Playing on Hard
The Coddling of the Programming Mind

I was following a course on full-stack Svelte that uses knex for queries. The author, who is kind and wants to help the audience, suggests using knex-stringcase to convert database column names from snake_case to camelCase. This, according to the author, will make the code “a little bit more understandable for JavaScript developers”. This is deeply misguided:

  1. You are calling the exact same thing with two different names:
    • You have to use one spelling whenever you are near SQL (e.g. schema migrations in JavaScript itself, SQL queries that maybe your query writer cannot generate, SQL queries from other systems)
    • You have to use the other spelling most of the time when you are in JavaScript
  2. You have to remember those facts every time you are near those names (e.g. coding, tests, searches, comments, documentation, speech if say you need to spell it to another programmer during a pairing session, and so on)

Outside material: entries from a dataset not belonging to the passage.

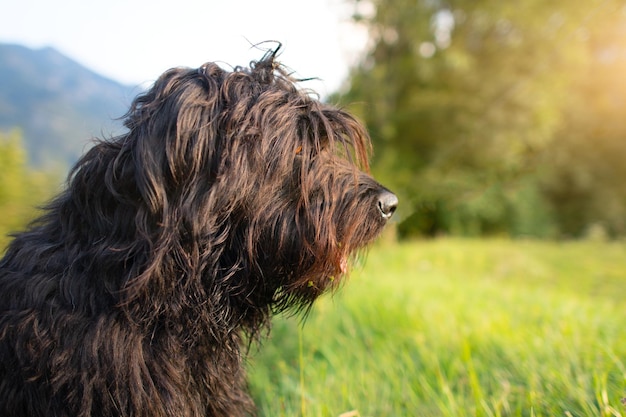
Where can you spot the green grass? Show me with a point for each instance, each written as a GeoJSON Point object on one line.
{"type": "Point", "coordinates": [457, 328]}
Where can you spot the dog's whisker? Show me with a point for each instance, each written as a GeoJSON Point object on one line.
{"type": "Point", "coordinates": [234, 195]}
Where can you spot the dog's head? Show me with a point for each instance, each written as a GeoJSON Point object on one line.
{"type": "Point", "coordinates": [241, 181]}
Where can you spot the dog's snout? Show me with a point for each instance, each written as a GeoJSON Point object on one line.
{"type": "Point", "coordinates": [387, 203]}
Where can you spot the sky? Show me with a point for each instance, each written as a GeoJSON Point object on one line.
{"type": "Point", "coordinates": [134, 41]}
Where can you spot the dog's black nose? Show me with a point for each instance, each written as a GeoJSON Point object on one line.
{"type": "Point", "coordinates": [387, 203]}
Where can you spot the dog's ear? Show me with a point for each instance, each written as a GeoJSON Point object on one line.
{"type": "Point", "coordinates": [172, 130]}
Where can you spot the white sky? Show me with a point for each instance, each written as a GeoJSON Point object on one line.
{"type": "Point", "coordinates": [134, 41]}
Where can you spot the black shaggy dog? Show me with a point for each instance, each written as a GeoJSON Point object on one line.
{"type": "Point", "coordinates": [233, 196]}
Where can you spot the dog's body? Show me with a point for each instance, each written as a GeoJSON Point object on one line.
{"type": "Point", "coordinates": [232, 196]}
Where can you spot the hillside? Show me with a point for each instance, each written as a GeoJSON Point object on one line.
{"type": "Point", "coordinates": [58, 104]}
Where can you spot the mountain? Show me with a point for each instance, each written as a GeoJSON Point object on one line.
{"type": "Point", "coordinates": [59, 105]}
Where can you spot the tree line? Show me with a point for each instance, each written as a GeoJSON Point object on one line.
{"type": "Point", "coordinates": [497, 118]}
{"type": "Point", "coordinates": [22, 189]}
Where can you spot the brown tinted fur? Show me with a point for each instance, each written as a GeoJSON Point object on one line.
{"type": "Point", "coordinates": [233, 195]}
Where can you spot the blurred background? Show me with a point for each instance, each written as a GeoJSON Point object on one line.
{"type": "Point", "coordinates": [489, 117]}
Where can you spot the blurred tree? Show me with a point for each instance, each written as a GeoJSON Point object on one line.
{"type": "Point", "coordinates": [21, 189]}
{"type": "Point", "coordinates": [460, 97]}
{"type": "Point", "coordinates": [584, 177]}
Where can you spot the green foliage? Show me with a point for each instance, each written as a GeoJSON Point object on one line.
{"type": "Point", "coordinates": [458, 328]}
{"type": "Point", "coordinates": [467, 99]}
{"type": "Point", "coordinates": [21, 189]}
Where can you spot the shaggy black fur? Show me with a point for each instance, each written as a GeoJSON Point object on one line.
{"type": "Point", "coordinates": [234, 195]}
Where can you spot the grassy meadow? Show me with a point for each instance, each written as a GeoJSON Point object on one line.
{"type": "Point", "coordinates": [456, 327]}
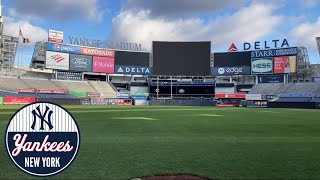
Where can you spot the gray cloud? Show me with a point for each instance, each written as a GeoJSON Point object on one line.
{"type": "Point", "coordinates": [56, 9]}
{"type": "Point", "coordinates": [171, 8]}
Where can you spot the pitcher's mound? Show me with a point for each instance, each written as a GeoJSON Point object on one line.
{"type": "Point", "coordinates": [175, 177]}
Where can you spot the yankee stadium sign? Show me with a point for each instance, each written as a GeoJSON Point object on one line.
{"type": "Point", "coordinates": [105, 44]}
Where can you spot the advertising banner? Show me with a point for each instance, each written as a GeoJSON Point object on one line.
{"type": "Point", "coordinates": [103, 64]}
{"type": "Point", "coordinates": [80, 63]}
{"type": "Point", "coordinates": [274, 52]}
{"type": "Point", "coordinates": [79, 94]}
{"type": "Point", "coordinates": [47, 91]}
{"type": "Point", "coordinates": [26, 90]}
{"type": "Point", "coordinates": [268, 96]}
{"type": "Point", "coordinates": [97, 52]}
{"type": "Point", "coordinates": [125, 95]}
{"type": "Point", "coordinates": [262, 65]}
{"type": "Point", "coordinates": [69, 76]}
{"type": "Point", "coordinates": [55, 36]}
{"type": "Point", "coordinates": [227, 71]}
{"type": "Point", "coordinates": [296, 95]}
{"type": "Point", "coordinates": [134, 70]}
{"type": "Point", "coordinates": [56, 60]}
{"type": "Point", "coordinates": [230, 96]}
{"type": "Point", "coordinates": [93, 94]}
{"type": "Point", "coordinates": [271, 79]}
{"type": "Point", "coordinates": [258, 104]}
{"type": "Point", "coordinates": [62, 48]}
{"type": "Point", "coordinates": [252, 97]}
{"type": "Point", "coordinates": [16, 100]}
{"type": "Point", "coordinates": [285, 64]}
{"type": "Point", "coordinates": [225, 105]}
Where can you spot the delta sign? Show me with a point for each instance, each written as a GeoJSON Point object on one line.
{"type": "Point", "coordinates": [273, 44]}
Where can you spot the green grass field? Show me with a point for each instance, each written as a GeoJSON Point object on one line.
{"type": "Point", "coordinates": [219, 143]}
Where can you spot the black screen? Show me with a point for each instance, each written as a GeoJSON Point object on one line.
{"type": "Point", "coordinates": [125, 58]}
{"type": "Point", "coordinates": [181, 58]}
{"type": "Point", "coordinates": [232, 59]}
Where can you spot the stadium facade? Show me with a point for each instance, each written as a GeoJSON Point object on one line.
{"type": "Point", "coordinates": [174, 73]}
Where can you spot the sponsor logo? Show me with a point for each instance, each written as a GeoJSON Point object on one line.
{"type": "Point", "coordinates": [42, 139]}
{"type": "Point", "coordinates": [80, 61]}
{"type": "Point", "coordinates": [221, 70]}
{"type": "Point", "coordinates": [266, 45]}
{"type": "Point", "coordinates": [262, 66]}
{"type": "Point", "coordinates": [134, 70]}
{"type": "Point", "coordinates": [230, 70]}
{"type": "Point", "coordinates": [233, 48]}
{"type": "Point", "coordinates": [120, 70]}
{"type": "Point", "coordinates": [57, 58]}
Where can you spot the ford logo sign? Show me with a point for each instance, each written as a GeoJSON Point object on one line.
{"type": "Point", "coordinates": [80, 61]}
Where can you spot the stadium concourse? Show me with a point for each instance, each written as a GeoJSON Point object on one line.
{"type": "Point", "coordinates": [174, 73]}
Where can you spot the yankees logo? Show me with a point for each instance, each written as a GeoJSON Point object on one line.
{"type": "Point", "coordinates": [42, 139]}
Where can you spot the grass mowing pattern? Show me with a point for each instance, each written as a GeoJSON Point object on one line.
{"type": "Point", "coordinates": [238, 143]}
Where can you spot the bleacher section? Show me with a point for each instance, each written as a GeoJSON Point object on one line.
{"type": "Point", "coordinates": [277, 88]}
{"type": "Point", "coordinates": [303, 88]}
{"type": "Point", "coordinates": [74, 85]}
{"type": "Point", "coordinates": [105, 89]}
{"type": "Point", "coordinates": [41, 84]}
{"type": "Point", "coordinates": [269, 88]}
{"type": "Point", "coordinates": [12, 84]}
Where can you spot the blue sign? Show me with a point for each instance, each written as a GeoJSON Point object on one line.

The “benefit” of all this effort is that instead of writing anObject.some_value you get to write anObject.someValue:

const result = knex("some_table")
  .where({ some_value: "xyz" })
  .select("some_other_value")
for (let row of result) {
  console.log(row.someOtherValue)
}

The “benefit” is thus that you end up referencing the same value by two different names all over the place. How is this not counterproductive? I find this fetishization of different spellings very strange.

By the way, there is another, simple, obvious way to achieve the same spelling in the entire system: name the tables and columns with camel case as well! Who says that you have to use snake case in SQL? Where is that written?

But before you run off to do that, I have to warn you that, armed as I was with that conviction, I first fired off a sample query on Postgre:

create table camelCase (
  camelCaseId varchar(50)
)

And (of couse) it disappoints by converting camelCaseId to its own inane spelling camelcase. :facepalm:

Apparently this is what you have to do to have it heed the actual spelling:

create table camelCase (
  "camelCaseId" varchar(50)
)

And because Postgre is too clever you can even do this:

create table camelCase (
  "camelCaseId" varchar(50),
  camelCaseId varchar(50)
)

I understand the case (ahem) for the “case-insensitive” but how is automatic conversion to lower-case helpful to anybody? You still have to account for the (apparently masochistic?) few that will use "camelCase" so you cannot even count on lower-case always being true.

This is the same coddling that we get when languages, SDKs, frameworks and products are gearded for “hello world” level of example rather than for production and years of maintenance with changing teams. But by the looks of it I’m likely, once again, on the wrong side of the history.